There was no quick victory, but gradually the Parliamentarians gained the upper hand and pushed their assailants down the slope.  To the left of the melee the Royalists were gaining the upper hand in the musketry exchanges and the leading Parliamentary infantry unit was beginning to waver. Further to the left another Parliamentary infantry unit was pushing forward, but the courier carrying Meldrew's order for it to charge must have been unhorsed, because nothing happened.  Perhaps sensing a little unease among their opponents, the Royalists did not stand on ceremony and charged themselves.  A rather feeble volley did little to stop them and they crashed into the Parliamentary ranks.

More fighting in the centre

 On the Royalist right the cavalry battle had begun in earnest.  The Royalist commander had broadened his attack by moving round a small wood and forced his opponent to move his reserves to meet this threat.

Unfortunately, we now ran out of time, as some of the participants had to start their journey home.  A good day.  Thanks to Alasdair, Andy, Bob, Chris, Dave, John and Will for taking the various commands. Also, Steve for devising, setting up and umpiring the game and also explaining some of the finer points of the rules to those who were not familiar with them. 

The essential logistics ( a fine lunch) were provided by Gwen and Lynne.  

Perhaps it was as well for the Parliamentary cause that we stopped when we did.  The first cracks were starting to appear in the Parliamentary infantry I was commanding.  One unit was routing and a couple of others were shaken.

Wednesday, 21 June 2023


 Last Saturday the Gentlemen Pensioners were at the Phalanx Show organised by the St Helens Spartans.  We were supporting the Lance & Longbow Society and running our 'Crusades' participation game.  As usual there were plenty of willing helpers from the society to help unload and carry our figures and terrain. 

Here are photographs of  some of the games, unfortunately, I do not know which club put on some of the games .

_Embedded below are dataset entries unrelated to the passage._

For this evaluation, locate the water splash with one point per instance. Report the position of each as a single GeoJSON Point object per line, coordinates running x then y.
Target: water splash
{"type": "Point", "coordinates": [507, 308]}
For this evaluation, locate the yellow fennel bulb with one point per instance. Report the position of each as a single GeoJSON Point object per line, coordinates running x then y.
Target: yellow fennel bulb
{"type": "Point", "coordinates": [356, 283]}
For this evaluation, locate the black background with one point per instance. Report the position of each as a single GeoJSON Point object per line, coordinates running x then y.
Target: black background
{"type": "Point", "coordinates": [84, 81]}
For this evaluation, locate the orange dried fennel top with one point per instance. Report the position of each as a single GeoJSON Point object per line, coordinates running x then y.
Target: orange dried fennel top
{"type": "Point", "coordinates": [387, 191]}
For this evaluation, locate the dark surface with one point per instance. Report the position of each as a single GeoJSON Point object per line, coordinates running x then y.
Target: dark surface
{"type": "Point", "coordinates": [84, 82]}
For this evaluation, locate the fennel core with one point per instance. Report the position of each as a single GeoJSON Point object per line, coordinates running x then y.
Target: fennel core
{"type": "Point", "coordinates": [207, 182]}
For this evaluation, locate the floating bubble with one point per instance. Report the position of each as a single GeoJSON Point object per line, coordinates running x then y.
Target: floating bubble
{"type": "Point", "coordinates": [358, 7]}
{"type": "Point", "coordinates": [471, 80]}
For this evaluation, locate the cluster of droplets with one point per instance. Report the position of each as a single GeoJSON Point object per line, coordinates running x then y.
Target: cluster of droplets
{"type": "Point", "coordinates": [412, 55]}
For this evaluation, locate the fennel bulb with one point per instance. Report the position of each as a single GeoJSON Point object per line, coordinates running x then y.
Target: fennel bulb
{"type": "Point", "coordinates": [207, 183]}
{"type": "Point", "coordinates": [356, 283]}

East Lancashire Wargames Association put on this game representing the Assault on Louisburg, with nicely modelled small boats and scenery.

They also ran a Greek naval game

Next to our game was this Normans versus Anglo-Saxons  game, Hastings? which I think was provided by the Liverpool club.

The Independent 54mm Wargames Club moved from their usual big game to this Colonial era Foreign Legion skirmish

The Mailed Fist group had this Thirty Years War game.  

This is one of the mystery games.  It looks possibly Tudor era

A landing set in the Peninsular War, possibly the Hornblower scenario by Furness Warlords

All Hell Let Loose had this Battle of Scarif participation game.  The vivid blue and dramatic tower building really drew your attention to the game.

Now a few photos of our game, which we ran twice, with honours being even, one victory each to the Franks and Saracens. 

Overall, a very good day.  The venue is easy to get to, with plenty of free parking.  There are a good number of traders and a variety of games.  It did seem a bit quiet on the visitor front this year, but we did manage to inveigle a few members of the public to join in the game. So thank you to Jeff, Oscar and his Dad for trying out the rules, the Gentlemen Pensioners, Alasdair, Andy, Bob, Chris, John, Peter and Will for also taking part and Steve for helping with explanations and umpiring.